Here is an example on how to use saxon:discard-document:
declare function local:doStuffInDocument($doc as document-node()) {
$doc//testPath
};
let $urls := ("http://url1", "http://url2")
let $results :=
for $url in $urls
let $doc := saxon:discard-document(doc($url))
return local:doStuffInDocument($doc)
return $results
By using a similar code I managed to reduce the memory consumption from 4+GB to only 300MB.
To understand what discard-document does, here is a great comment from Michael Kay found at the SF maillist:
Just to explain what discard-document() does:
Saxon maintains (owned by the Transformer/Controller) a table that maps document URIs to document nodes. When you call the document() function, Saxon looks to see if the URI is in this table, and if it is, it returns the corresponding document node. If it isn't, it reads and parses the resource found at that URI. The effect of saxon:discard-document() is to remove the entry for a document from this mapping table. (Of course, if a document is referenced from this table then the garbage collector will hold the document in memory; if it is not referenced from the table then it becomes eligible for garbage collection. It won't be garbage collected if it's referenced from a global variable; but it will still be absent from the table in the event that another call on document() uses the same URI again.)
And another one from Michael Kay found at the Altova maillist:
In Saxon, if you use the doc() or document() function, then the file will be loaded into memory, and will stay in memory until the end of the run, just in case it's referenced again. So you will hit the same memory problem with lots of small files as with one large file - worse, in fact, since there is a significant per-document overhead.
However, there's a workaround: an extension function saxon:discard-document() that causes a document to be discarded from memory by the garbage collector as soon as there are no more references to it.
Upvotes: 2
Reputation: 163595
It's probably useful to understand what actually happens below the covers. The doc()

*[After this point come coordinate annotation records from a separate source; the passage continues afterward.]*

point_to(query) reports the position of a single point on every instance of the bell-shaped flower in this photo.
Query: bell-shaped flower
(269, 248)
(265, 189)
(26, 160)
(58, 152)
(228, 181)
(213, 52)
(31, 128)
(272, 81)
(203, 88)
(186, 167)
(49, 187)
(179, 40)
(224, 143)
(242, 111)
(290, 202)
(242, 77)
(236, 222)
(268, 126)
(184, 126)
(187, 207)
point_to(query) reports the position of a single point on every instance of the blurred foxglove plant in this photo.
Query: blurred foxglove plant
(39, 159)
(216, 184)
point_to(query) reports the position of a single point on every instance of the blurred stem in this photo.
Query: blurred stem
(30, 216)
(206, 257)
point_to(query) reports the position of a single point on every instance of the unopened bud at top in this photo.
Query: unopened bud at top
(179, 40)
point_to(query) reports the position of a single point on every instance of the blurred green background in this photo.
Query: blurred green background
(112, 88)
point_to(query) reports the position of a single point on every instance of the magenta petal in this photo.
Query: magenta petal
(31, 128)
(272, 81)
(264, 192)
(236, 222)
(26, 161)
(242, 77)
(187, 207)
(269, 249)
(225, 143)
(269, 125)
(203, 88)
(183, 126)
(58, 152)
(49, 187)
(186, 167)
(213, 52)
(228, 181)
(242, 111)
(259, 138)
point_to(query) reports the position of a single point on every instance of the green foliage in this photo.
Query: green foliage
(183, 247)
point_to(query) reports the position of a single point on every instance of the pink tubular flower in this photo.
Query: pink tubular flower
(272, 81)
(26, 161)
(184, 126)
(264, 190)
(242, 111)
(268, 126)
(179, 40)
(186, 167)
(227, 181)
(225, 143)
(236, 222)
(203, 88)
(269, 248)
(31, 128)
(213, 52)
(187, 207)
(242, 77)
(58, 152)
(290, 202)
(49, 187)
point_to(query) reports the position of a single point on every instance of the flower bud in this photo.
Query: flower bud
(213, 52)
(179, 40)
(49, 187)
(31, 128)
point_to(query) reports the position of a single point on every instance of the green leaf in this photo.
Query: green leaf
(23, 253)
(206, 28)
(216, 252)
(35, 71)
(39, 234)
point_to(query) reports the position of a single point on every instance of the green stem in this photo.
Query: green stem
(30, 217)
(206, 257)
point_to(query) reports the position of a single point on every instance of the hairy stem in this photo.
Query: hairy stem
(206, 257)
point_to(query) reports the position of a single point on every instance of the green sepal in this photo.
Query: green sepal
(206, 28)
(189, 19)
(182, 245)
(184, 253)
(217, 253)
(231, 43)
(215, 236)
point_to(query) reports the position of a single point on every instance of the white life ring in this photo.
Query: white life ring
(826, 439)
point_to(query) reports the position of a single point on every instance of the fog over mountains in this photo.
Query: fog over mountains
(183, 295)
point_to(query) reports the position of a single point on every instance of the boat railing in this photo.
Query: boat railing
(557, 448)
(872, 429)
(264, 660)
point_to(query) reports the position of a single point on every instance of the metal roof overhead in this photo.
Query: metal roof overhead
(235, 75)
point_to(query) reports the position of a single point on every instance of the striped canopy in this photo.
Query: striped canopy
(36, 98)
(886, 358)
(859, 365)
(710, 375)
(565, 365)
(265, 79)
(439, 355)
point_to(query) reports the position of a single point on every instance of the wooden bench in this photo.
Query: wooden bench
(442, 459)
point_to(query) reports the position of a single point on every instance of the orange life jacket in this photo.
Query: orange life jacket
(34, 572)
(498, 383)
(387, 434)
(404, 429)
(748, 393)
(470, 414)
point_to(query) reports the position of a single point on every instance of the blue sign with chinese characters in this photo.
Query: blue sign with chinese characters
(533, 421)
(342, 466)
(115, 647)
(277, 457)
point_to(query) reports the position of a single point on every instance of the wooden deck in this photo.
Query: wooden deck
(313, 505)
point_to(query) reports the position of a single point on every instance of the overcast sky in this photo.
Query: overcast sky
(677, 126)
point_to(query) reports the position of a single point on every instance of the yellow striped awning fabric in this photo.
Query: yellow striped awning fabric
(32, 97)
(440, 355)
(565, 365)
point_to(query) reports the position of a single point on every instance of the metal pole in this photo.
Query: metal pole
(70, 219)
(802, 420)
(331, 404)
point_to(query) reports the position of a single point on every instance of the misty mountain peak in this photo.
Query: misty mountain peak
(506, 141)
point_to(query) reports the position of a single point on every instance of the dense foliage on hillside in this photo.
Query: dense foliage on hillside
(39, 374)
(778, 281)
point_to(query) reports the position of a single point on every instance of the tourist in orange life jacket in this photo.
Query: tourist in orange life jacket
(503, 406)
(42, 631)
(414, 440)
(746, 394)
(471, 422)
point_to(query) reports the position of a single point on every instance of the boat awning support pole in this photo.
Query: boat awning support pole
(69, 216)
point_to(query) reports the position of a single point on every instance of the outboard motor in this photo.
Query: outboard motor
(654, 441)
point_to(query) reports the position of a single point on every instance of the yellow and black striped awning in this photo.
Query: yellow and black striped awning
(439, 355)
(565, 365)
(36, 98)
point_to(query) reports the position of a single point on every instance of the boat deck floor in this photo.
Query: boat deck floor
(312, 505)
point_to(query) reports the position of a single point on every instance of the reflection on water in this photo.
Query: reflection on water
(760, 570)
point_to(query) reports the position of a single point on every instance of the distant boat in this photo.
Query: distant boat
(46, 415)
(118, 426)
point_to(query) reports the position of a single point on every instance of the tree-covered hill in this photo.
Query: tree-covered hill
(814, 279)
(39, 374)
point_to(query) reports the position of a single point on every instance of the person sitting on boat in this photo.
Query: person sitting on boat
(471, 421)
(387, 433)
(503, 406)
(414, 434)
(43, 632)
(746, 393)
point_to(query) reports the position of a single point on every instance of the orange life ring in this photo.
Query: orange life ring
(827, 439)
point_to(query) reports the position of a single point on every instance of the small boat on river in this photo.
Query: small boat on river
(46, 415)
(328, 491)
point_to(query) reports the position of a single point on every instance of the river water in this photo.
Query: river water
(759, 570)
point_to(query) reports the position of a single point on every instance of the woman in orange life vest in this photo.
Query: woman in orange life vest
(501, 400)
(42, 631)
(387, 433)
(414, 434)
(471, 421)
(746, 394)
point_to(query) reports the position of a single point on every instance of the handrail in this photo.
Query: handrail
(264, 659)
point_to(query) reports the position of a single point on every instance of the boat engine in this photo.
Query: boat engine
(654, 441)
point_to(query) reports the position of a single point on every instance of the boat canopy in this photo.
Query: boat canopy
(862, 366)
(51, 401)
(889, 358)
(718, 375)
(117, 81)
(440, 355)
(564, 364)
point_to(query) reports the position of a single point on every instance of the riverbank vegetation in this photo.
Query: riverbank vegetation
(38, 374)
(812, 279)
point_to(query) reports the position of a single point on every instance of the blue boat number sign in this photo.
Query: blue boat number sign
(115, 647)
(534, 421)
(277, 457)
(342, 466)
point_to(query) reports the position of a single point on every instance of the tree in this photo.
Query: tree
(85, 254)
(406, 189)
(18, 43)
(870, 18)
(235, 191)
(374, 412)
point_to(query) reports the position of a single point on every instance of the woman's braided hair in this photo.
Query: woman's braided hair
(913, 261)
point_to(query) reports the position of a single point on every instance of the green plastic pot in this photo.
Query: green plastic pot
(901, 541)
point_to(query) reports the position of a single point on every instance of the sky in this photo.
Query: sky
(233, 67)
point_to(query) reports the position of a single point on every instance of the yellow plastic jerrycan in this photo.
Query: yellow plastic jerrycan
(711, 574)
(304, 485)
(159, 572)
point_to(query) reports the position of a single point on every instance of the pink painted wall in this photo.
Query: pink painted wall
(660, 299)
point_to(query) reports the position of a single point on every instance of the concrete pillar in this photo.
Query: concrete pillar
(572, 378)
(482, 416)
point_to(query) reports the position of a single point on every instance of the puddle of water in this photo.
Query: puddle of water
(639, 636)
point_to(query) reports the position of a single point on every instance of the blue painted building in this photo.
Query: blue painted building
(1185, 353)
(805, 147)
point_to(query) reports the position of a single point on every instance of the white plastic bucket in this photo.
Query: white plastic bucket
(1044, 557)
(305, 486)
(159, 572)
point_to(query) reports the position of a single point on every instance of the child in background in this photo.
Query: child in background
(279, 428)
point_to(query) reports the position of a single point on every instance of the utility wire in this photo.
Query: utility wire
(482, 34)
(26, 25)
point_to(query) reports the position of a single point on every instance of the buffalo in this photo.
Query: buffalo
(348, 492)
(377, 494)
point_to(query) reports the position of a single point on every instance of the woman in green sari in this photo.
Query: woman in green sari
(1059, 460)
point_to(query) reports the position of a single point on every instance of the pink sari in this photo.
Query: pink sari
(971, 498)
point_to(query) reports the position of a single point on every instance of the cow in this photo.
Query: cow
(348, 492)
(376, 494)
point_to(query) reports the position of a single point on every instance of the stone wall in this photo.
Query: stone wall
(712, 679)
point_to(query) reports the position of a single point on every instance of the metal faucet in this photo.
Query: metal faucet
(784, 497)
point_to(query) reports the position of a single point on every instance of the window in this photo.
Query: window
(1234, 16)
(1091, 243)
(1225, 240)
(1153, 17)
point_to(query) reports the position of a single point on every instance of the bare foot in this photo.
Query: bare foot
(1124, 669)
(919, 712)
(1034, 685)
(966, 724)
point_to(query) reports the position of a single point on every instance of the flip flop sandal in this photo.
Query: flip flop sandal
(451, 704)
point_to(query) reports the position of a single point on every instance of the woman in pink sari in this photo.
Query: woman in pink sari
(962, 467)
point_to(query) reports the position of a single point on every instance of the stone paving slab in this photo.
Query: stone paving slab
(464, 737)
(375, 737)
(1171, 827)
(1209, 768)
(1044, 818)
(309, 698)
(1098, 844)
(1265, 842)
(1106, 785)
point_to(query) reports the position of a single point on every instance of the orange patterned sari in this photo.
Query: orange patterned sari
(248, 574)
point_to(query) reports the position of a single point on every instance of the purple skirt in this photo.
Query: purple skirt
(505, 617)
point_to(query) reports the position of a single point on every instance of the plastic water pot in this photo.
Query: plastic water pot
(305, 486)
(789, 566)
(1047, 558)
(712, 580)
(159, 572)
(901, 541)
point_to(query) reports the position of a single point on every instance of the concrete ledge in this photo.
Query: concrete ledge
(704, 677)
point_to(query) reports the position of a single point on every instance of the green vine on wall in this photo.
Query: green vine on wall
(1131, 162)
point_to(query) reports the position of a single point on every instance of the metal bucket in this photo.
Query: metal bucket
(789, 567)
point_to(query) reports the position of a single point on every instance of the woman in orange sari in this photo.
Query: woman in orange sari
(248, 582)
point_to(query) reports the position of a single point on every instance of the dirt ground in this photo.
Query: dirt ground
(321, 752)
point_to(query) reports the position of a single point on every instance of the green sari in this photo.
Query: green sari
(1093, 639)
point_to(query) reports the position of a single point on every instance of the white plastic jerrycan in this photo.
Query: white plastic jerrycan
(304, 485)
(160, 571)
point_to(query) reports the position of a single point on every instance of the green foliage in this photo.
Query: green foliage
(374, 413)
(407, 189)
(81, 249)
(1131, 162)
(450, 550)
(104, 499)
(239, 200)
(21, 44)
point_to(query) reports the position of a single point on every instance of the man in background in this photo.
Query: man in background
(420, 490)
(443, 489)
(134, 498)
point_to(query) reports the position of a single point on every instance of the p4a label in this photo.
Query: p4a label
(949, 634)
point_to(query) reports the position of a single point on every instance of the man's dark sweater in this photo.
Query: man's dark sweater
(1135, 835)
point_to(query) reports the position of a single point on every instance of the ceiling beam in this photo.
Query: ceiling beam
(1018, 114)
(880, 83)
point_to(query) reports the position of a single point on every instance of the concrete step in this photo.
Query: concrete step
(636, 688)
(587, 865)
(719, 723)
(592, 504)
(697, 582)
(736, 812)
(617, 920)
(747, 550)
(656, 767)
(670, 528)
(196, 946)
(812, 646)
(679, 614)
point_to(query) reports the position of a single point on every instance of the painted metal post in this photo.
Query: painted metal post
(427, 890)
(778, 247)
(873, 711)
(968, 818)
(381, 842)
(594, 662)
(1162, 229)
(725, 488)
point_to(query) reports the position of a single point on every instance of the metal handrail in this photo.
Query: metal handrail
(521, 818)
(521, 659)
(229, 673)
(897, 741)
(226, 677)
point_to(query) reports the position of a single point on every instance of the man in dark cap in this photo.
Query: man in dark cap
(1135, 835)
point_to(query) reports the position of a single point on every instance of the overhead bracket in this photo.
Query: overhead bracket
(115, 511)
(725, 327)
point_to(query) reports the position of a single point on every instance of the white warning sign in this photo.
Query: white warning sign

function looks in a cache to see if the document is already there; if not, it reads the document, adds it to the cache, and then returns it. The discard-document()
function looks to see if the document is in the cache, removes it if it is, and then returns it. By removing the document from the cache, it makes it eligible for garbage collection when the document is no longer referenced. If using discard-document has no effect on memory consumption, that's probably because there is something else still referencing the document - for example, a global variable.
Upvotes: 1